# What temp is lethal to piranha??



## JustJoshinYa (Mar 25, 2006)

ive turned my heater off but there is nothing else i can do besides doing water changes with cool water but despite all that the temp in my tank is 91.2 degrees, any suggestions? i dont have too much time and what little time i do have pretty much goes into school. will my Ps be okay at this temperature?? its been like this over the weekend.


----------



## rocker (Aug 12, 2005)

thats really really high IMO.

get some fans blowing on your tank. Maybe even ice?


----------



## NeXuS (Aug 16, 2006)

yeah put some ice on it that will cool it down just make sure u dotn put in to much ice that when it melts the water over flows.


----------



## taylorhedrich (Mar 2, 2005)

I would add some ice in the tank water to gradually bring the temperature down, and try to keep it down. I definitely wouldn't want the temperature getting any higher than it already is.









Good luck buddy.








~Taylor~


----------



## rocker (Aug 12, 2005)

turn an AC as well


----------



## flaredevil2 (Sep 3, 2006)

or you could just put the ice in a bag and keep it outside the tank. Just a siggestion so it doesn't overflow


----------



## Dawgz (Aug 18, 2005)

Just make sure the tank is getting alot of oxygen via the filter return and maybe an air pump with a long air wand. Higher temps depletes the oxygen if im not mistaken.


----------



## JustJoshinYa (Mar 25, 2006)

i got the ac cranked and fans going and i left the hood off my tank i have plenty of air in my sump wet/dry bubble wand and my return lines are outa the water now to agitate the surface, i put a couple bags of ice in and ima check the temp right now.


----------



## jmax611 (Aug 6, 2006)

where do you live? the temp should not get that high w/o heater! ice/air conditioning is a good idea but whatever you do i would get the temp down to 76-80 degrees.


----------



## JustJoshinYa (Mar 25, 2006)

i live in cali and its in my parents house i was gone at school all day i got home and it was about 100 inside the house, so ive pretty much just been trying to get the temp down slowly, but my reds are used to warm temps the operating temp of my tank usually is 82-84 degrees always has been so at least its not a total shock from like 76 or something... stupid hot house


----------



## NeXuS (Aug 16, 2006)

umm what kind of fish r u keeping cuz i thaught it was illegal to keep piranha in that state


----------



## oOMPHOo (Aug 21, 2006)

NeXuS said:


> umm what kind of fish r u keeping cuz i thaught it was illegal to keep piranha in that state


Why would you ask that?









Just let it slide!


----------



## assclown (Dec 12, 2005)

rocker said:


> umm what kind of fish r u keeping cuz i thaught it was illegal to keep piranha in that state


out of the mouths of kids, dont ya know.........SHUUUUUUUSH!!!!!!!

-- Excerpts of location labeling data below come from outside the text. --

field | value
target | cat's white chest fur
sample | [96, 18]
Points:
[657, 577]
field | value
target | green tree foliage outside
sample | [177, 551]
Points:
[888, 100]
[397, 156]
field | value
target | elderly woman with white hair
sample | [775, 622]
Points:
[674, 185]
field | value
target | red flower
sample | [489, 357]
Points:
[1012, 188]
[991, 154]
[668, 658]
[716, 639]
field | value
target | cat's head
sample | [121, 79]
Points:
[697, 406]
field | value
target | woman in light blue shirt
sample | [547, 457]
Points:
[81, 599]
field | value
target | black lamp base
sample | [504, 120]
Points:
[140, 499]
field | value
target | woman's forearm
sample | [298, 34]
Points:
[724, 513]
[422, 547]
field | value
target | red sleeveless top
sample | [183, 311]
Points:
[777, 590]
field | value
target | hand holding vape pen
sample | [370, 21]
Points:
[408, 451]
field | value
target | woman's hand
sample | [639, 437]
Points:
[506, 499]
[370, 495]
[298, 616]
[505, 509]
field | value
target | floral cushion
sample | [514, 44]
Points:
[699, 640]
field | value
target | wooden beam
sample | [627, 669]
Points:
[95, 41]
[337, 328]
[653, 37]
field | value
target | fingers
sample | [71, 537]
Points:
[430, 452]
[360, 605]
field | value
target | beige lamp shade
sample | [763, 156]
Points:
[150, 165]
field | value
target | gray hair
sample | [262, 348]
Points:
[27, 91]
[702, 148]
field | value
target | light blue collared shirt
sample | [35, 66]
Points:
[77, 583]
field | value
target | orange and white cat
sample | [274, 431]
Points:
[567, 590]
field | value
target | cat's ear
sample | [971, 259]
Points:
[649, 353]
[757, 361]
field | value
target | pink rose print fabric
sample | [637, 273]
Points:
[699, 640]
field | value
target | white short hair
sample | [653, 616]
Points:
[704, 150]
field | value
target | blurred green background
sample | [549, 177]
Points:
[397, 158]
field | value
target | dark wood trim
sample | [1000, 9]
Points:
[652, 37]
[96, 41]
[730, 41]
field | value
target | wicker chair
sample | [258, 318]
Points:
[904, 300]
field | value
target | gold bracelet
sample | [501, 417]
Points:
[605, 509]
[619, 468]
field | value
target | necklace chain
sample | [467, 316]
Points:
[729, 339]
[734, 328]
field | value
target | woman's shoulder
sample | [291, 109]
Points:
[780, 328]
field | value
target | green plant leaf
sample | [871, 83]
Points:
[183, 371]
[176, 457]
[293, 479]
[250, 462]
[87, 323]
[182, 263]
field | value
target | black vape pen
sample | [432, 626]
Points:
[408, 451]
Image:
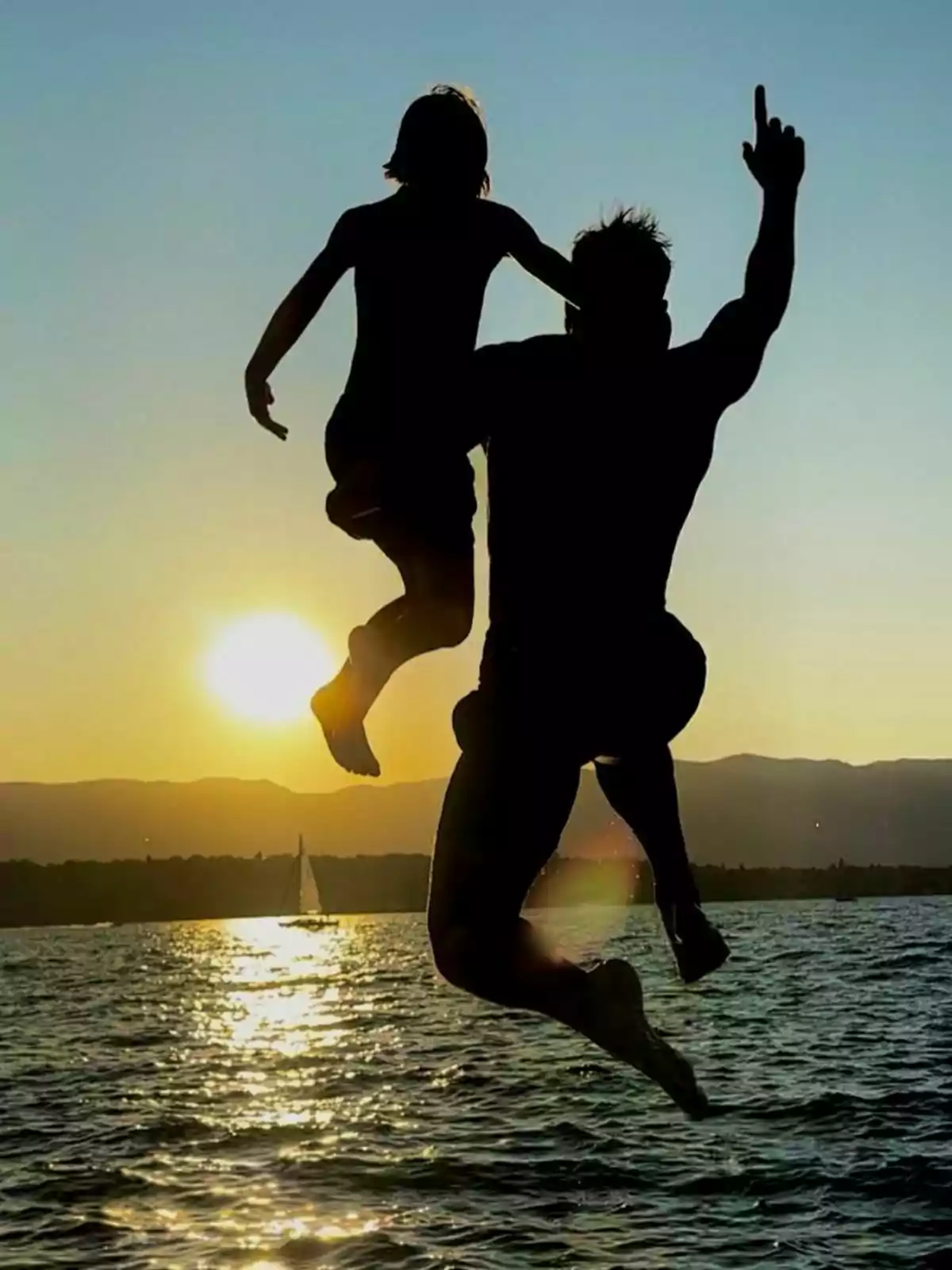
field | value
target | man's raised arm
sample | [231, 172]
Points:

nothing is illegal here, except big pictures in your signature,
wheres G.G. / LMAO............


----------



## mikfleye (Jul 27, 2006)

i believe they sell chillers for tanks, look on dr foster and smiths site, as a quick remedy i would go with the ice and fans ideas


----------



## BlackSunshine (Mar 28, 2006)

wow that is high. durring the little heat wave we were having my tank got to a staggering 86deg. (yeah here in WA) I turned off the heater did water changes with cooler water and floated bottles of ice. (melted withing min)
nothing helped. basically you just need to get the ambiant temp fo the room down so it dosen't keep the tank hot. So if possible close the room up shut the blinds durring the day If you can keep the room cool it will cool the tank. If you have an AC goin get a fan in front of the air duct and direct that cool air towards the tank.


----------



## JustJoshinYa (Mar 25, 2006)

> umm what kind of fish r u keeping cuz i thaught it was illegal to keep piranha in that state


yea it is and so is drugs, murder, under age drinking but sh*t happens you know, im a responsible fish keeper and i would not introduce or release my p into the wild, the reason for them being illegal, so









My tank is currently running at 82 degrees, over the course of like 6 hours so everything is back to normal and my Ps are loving it, im going to keep a watchful eye on my tank during tomorrows hot day as well. thanks for all the input and help to those who helped.


----------



## CLUSTER ONE (Aug 2, 2006)

ya ive heard of a couple people who have accidently turned it up above 90 and the p's where fine that goes to show there pretty tough


----------



## MONGO  (Feb 7, 2006)

I hate some of these animal laws..I got a python 10 years ago and a couple of years ago they decide to change the law so they are illegal in NY and im just supposed to give him up..fu*k that..and piranhas being illegal in NY without a permit is retarded..I understand southern states but over here cmon im surrounded by saltwater here in the city and the freshwater we do have is too cold

sorry about being off topic


----------



## rocker (Aug 12, 2005)

assclown said:


> turn an AC as well


he you said you were Asian and dont want to turn on the A/C (too much money)
what gives man..........







J/K

see rocker, i read all of the posts......keep us posted on the heat
thing, gradualy is the best......

[/quote]
HAHA lmao u remember eveyrthing dont ya. ya i wouldnt need to turn the AC on or fans or ice...im in canada
















but hes in cali..and hes not asian.


----------



## PygoPower (Jun 30, 2006)

P's illegal in CA? Ha, look at the "member classifieds" most of the p's "for sale" are in california or the chicago area. Go figure. 
Anyway... back to the subject at hand. 
91 isnt "life threatening", but not good for prolonged periods of time. Although piranhas are some of the most hardy species in captivity, its still dangerous. However, you will notice, when the fish are getting stressed beyond their means, such as what i call laziness lol. When you see them start laying on the bottom on their side, they're on their last leg. 
The ice is a good suggestion, and I would look into a means of keeping the tank cooled. 
79-84 degrees is a good alternating temperature range. Good luck


----------